David Acheson | |
Alma Mater: | King's College London University of East Anglia |
Thesis Title: | The Magnetohydrodynamics of Rotating Fluids |
Thesis Year: | 1971 |
Doctoral Advisor: | Michael Barker Glauert |
Work Institution: | University of Oxford |
David John Acheson (born 1946) is a British applied mathematician at Jesus College, Oxford.[1]
He was educated at Highgate School, King's College London (BSc Mathematics and Physics, 1967) and the University of East Anglia (PhD, 1971).[2] He was appointed a Fellow in Mathematics at Jesus College, Oxford in 1977 and became an Emeritus Fellow in 2008. He served as president of the Mathematical Association from 2010 to 2011. He was awarded an Honorary Doctorate of Science from the University of East Anglia in 2013.[3]

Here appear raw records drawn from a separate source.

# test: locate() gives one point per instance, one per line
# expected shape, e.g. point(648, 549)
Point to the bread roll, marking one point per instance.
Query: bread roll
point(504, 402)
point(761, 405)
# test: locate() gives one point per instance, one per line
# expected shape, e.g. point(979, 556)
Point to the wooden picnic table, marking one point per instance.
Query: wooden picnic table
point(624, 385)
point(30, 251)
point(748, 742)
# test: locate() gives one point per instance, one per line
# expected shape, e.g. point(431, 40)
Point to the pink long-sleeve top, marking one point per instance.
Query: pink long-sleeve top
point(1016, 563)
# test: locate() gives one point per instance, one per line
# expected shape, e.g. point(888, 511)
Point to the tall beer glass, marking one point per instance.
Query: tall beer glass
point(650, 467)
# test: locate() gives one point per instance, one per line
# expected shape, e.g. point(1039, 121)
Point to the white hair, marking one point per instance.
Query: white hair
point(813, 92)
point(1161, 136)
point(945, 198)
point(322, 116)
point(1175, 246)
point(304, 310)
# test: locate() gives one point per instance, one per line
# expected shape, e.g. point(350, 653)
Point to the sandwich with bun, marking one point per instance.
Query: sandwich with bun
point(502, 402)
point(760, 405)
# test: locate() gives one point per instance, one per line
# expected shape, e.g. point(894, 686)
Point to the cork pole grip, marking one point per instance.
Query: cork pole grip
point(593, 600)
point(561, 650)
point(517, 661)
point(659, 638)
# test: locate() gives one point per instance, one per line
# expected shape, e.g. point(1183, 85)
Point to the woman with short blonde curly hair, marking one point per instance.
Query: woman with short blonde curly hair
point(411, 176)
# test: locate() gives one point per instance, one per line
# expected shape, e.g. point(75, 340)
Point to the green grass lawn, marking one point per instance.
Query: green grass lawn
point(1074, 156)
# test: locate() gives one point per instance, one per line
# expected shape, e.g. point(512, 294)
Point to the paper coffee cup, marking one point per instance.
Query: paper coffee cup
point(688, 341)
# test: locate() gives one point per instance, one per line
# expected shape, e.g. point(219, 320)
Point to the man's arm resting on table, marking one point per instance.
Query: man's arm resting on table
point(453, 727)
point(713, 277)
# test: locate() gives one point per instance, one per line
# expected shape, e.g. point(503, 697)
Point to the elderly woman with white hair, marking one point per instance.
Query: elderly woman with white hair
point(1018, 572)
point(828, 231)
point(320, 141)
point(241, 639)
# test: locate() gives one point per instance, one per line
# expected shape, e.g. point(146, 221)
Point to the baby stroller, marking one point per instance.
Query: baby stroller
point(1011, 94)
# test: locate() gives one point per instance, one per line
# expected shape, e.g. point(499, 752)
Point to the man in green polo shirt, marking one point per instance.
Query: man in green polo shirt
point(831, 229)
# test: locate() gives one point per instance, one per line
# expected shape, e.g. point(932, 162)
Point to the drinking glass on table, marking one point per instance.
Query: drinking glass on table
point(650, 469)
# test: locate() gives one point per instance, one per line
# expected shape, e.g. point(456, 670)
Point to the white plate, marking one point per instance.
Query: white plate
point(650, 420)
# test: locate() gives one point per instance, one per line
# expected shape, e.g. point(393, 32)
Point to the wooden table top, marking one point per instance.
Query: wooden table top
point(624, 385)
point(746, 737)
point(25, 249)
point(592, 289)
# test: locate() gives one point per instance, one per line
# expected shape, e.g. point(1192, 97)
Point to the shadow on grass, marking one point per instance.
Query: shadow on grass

His early research was on geophysical and astrophysical fluid dynamics, beginning with the discovery in 1972 of a magnetic 'field gradient' instability in rotating fluids.[4] In 1976, he discovered the first examples of wave over-reflection (i.e. reflection coefficient greater than unity) in a stable system. In 1978 his research focused on magnetic fields and differential rotation in stars, with new results on magnetic buoyancy, the Taylor instability, Goldreich-Schubert instability, and magnetorotational instability. In 1992 he discovered the 'upside-down pendulums theorem' (which is very loosely connected with the Indian Rope Trick).